Ich glaube an den Amateurfussball, daran, dass man auf breiter Basis viel mehr Mädchen dazu motivieren sollte, auch mitzutun, daran, dass man wieder Mannschaftsdienlichkeit, Vertrauen und unprätentiös "gearbeiteten" Fussball an die erste, zweite und auch dritte Stelle setzt, dass unsere nationalen Tugenden in diesem Bereich wieder verherrlicht werden. Wenn man es genau nimmt, haben wir die letzte Weltmeisterschaft mit unseren "klassischen" Eigenschaften ins Land geholt, und die davor auch. Der Wert des 50 + 1 darf nicht vom Verband selbst unterspült werden, es sollte nicht endlos die Schraube in Richtung Eventkultur angezogen werden, sonst werden die Spielerberater, die 'Zuchtstationen' in Afrika, Brasilien etc., wo Jungs unter äusserst harten Bedingungen gedrillt werden, ohne dass mehr als ein Bruchteil von ihnen jemals auch nur eine kleine Chance bekommen wird, immer allmächtiger. Es geht dabei auch um erfolgsbesoffe Reporter, die einen Rangnick im Interview sogar die dümmlichen Parolen der Werbeabteilung seines grossen und einzigen Gönners nachplappern lassen, ohne etwas zu hinterfragen. Also um den politisch gewollten Auftrag unseres öffentlich-rechtlichen Systems. Wenn ein Tom Bartels zugleich bei EA-Sports kommentiert, sollte das mit einem öffentlich-rechtlichen Auftrag z.B. wieder unvereinbar sein.
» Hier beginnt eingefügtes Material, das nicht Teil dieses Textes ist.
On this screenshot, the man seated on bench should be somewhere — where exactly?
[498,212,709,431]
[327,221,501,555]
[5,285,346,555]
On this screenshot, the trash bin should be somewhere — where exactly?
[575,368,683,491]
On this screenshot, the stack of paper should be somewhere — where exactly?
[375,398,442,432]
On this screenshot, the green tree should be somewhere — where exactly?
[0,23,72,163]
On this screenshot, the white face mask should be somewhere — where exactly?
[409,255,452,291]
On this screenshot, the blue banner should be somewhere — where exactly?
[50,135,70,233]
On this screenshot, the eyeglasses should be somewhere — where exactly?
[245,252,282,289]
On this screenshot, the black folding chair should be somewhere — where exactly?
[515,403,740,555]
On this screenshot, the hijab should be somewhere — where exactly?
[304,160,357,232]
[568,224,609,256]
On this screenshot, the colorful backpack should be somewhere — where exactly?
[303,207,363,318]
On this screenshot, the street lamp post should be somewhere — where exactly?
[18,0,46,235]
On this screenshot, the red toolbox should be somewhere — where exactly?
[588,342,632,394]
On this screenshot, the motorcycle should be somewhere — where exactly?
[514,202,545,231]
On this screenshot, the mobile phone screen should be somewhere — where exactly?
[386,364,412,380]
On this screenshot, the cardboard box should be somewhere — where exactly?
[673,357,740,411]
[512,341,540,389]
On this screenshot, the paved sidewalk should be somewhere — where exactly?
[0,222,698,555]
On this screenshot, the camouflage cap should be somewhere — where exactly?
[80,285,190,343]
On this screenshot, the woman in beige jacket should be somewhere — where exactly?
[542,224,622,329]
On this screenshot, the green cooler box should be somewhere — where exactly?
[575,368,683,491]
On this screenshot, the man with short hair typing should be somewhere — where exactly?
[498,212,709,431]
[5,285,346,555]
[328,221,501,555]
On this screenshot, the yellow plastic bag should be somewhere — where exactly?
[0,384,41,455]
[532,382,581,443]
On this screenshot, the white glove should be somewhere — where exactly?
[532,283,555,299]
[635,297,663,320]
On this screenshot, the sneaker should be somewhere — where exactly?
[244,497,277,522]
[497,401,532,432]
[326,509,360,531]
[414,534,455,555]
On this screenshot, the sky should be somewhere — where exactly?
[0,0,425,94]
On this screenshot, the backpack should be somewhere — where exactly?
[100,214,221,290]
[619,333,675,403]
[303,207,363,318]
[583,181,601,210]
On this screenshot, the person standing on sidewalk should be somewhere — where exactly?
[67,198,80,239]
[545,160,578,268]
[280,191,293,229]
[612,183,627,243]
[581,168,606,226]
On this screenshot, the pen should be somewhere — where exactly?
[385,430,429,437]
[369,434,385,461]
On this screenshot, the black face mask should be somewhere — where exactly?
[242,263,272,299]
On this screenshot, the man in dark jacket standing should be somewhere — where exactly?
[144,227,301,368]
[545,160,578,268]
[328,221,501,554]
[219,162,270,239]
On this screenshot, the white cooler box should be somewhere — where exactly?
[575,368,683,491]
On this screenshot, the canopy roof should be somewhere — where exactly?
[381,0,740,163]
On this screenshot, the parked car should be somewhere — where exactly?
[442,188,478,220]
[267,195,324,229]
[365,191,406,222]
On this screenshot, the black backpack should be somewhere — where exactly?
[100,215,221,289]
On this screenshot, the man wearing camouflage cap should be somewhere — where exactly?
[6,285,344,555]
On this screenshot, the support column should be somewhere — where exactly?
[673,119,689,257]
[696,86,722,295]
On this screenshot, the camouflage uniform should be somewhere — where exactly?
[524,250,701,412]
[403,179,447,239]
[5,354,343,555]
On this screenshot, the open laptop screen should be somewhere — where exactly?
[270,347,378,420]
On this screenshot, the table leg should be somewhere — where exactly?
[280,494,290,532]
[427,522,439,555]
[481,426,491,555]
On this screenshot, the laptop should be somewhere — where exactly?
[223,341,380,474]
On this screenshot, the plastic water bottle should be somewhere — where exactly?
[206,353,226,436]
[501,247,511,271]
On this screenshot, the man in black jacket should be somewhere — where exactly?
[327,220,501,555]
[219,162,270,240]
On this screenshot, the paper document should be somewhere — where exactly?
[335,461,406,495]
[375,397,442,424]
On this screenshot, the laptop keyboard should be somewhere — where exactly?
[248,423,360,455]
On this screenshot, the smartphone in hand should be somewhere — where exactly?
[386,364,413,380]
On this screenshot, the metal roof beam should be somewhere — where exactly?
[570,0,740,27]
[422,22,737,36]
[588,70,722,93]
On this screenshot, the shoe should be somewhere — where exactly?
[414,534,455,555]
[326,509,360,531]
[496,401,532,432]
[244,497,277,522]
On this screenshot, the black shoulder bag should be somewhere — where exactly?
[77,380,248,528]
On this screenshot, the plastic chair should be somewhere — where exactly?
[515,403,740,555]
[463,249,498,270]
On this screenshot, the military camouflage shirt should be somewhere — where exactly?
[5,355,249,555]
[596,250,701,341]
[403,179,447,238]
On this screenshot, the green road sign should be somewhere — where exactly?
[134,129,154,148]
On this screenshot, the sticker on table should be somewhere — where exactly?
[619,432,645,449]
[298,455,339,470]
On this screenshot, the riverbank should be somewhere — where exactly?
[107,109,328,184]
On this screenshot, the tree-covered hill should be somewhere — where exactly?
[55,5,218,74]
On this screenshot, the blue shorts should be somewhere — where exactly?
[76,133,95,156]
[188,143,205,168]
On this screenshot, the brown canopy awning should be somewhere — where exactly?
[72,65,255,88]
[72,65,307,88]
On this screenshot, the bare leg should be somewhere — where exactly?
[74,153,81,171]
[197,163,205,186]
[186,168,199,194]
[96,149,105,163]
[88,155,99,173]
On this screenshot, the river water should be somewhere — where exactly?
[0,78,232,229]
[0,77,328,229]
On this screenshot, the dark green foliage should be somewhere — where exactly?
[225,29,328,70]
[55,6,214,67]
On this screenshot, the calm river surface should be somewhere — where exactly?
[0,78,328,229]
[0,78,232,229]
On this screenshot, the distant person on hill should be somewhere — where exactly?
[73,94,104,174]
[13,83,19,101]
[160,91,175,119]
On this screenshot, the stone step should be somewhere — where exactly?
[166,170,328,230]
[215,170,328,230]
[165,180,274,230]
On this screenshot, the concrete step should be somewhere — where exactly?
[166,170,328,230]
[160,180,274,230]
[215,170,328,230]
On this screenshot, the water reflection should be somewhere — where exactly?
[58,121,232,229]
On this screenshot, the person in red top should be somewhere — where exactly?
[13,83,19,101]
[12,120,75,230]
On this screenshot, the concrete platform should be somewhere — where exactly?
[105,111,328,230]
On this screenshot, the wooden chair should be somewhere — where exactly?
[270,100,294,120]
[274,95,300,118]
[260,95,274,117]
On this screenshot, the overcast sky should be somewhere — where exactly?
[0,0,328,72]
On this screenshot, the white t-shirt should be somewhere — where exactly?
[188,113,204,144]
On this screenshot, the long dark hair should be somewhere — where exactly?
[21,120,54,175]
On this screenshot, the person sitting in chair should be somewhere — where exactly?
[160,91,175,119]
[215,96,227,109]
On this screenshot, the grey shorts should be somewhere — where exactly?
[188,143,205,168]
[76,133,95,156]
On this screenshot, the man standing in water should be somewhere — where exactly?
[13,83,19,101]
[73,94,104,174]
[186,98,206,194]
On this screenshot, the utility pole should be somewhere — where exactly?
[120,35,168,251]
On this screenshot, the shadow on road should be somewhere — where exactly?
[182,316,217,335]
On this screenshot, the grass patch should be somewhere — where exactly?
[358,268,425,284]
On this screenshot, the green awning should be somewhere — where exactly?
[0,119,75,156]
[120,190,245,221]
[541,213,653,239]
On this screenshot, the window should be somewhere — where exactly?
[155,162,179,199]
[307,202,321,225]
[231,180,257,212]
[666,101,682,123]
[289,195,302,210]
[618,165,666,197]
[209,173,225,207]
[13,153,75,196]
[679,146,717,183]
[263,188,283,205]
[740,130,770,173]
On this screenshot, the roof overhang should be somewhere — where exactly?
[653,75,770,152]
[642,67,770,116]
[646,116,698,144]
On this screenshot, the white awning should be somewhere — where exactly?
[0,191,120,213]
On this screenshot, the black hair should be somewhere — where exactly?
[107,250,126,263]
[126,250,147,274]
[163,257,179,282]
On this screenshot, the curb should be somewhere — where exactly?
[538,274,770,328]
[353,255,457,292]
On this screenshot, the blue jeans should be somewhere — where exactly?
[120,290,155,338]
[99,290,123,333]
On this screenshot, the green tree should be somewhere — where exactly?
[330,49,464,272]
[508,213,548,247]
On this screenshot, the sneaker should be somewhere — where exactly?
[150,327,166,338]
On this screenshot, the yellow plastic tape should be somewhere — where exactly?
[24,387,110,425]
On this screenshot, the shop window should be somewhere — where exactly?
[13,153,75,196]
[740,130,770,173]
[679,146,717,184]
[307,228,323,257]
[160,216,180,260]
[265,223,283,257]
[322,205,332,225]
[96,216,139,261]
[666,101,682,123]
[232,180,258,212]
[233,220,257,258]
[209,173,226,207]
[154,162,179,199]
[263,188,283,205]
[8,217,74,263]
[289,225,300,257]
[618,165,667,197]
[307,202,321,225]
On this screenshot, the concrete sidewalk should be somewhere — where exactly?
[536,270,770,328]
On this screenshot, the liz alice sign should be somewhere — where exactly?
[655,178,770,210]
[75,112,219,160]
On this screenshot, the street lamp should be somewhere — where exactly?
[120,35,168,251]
Hier geht es nicht darum, diesem Mann die Kohle nicht zu gönnen. Sondern darum, dass auf einmal jedes von ihm kommentierte Spiel so wirkt, als sei EA-Sports dessen Hauptsponsor. Es kommt nicht drauf an, ob Leute reich oder spinnert sind, einer wie Toni Kroos repräsentiert trotz Millionenverdienst für mich echte Vorbildfunktionen, so wie es auch früher ein Netzer, ein Beckenbauer, ein Matthäus hingekriegt haben. Es muss aber wieder über den Fussball kommen, nicht über die tolle Frise oder die komischen Augenbrauen! Vor allem darf der Fussball im Stadion nicht sterben, dürfen Jahreskarten für bestimmte Clubs nicht eine Art Erkennungsmarke für relativ wenige Gutsituierte sein, während dem die anderen vor halb leeren Rängen vor sich hinvegetieren. Wenn es soweit kommt, werde ich mich definitiv endgültig nur noch an den unteren Ligen orientieren, zum Glück haben wir da ja ein breit gefächertes Angebot. Schon jetzt lösen viele Paarungen in Liga eins in mir kaum noch etwas aus, ehrlich gesagt.